Snow Golf

It snowed here last night–as it’s entitled to. Nevertheless, unless we get a big melt my friends will  have to change our Sunday golf plans. One possibility would be to play in the snow, at home. I own a pair of L. L. Bean snowshoes that I’ve never used for anything but golf, and I have a cache of orange balls.

It’s actually been a while since I played snow golf. I used to do it all winter long, with four old guys at my club who called themselves the Fuckheads, after their favorite term of endearment. They’re all dead now: John, who carried his golf bag by the handle, like a suitcase; Dick, who seldom took a waking breath that wasn’t filtered through a Tiparillo; Ed, who caddied for Titanic Thompson on our course the weekend of the wedding of Horton Smith, who won the first and third Masters tournaments and married a local girl; and Doug, who lived well into his nineties and whose house was up the street from mine. When they were younger, before I came along, they used to end their winter rounds by lighting a fire in the unheated cabin that serves as our clubhouse and drinking scotch while frost formed on the insides of the windows. One bitterly cold January morning long ago, they told me, the liquor froze in a glass that one of them had left on a table a few paces from the fire.

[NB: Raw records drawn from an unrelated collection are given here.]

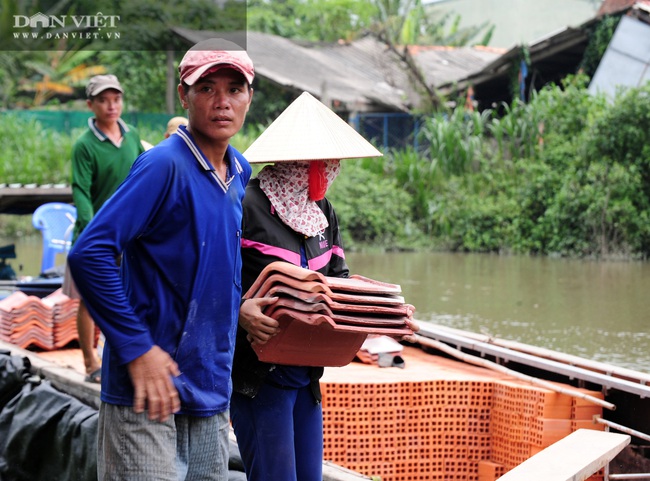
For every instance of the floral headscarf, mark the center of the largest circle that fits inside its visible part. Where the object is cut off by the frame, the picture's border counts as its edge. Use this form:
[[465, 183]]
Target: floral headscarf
[[286, 184]]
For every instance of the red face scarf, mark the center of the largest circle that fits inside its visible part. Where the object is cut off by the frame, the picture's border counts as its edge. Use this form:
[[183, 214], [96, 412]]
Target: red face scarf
[[288, 187]]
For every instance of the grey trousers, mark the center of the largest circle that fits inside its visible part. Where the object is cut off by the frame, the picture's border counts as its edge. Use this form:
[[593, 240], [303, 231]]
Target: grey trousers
[[184, 448]]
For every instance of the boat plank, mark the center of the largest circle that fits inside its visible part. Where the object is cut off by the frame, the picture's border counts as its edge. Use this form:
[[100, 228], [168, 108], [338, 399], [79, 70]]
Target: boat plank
[[573, 458]]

Playing golf in the snow is good for a golf swing. Snow dissipates energy even more than sand or dirt does, so you have to keep still and swing smoothly. Each of us carried only a single club, a limitation that inspired inventiveness in shot-making. It was while playing winter golf that I learned what must be the first principle of the golf swing: that the key to achieving power is not effort but ease. Facing a hundred-yard shot and having only a seven-iron with which to hit it, I swung easily and gracefully and launched my ball on a high, gorgeous, left-bending arc that ended deep within the woods behind the green.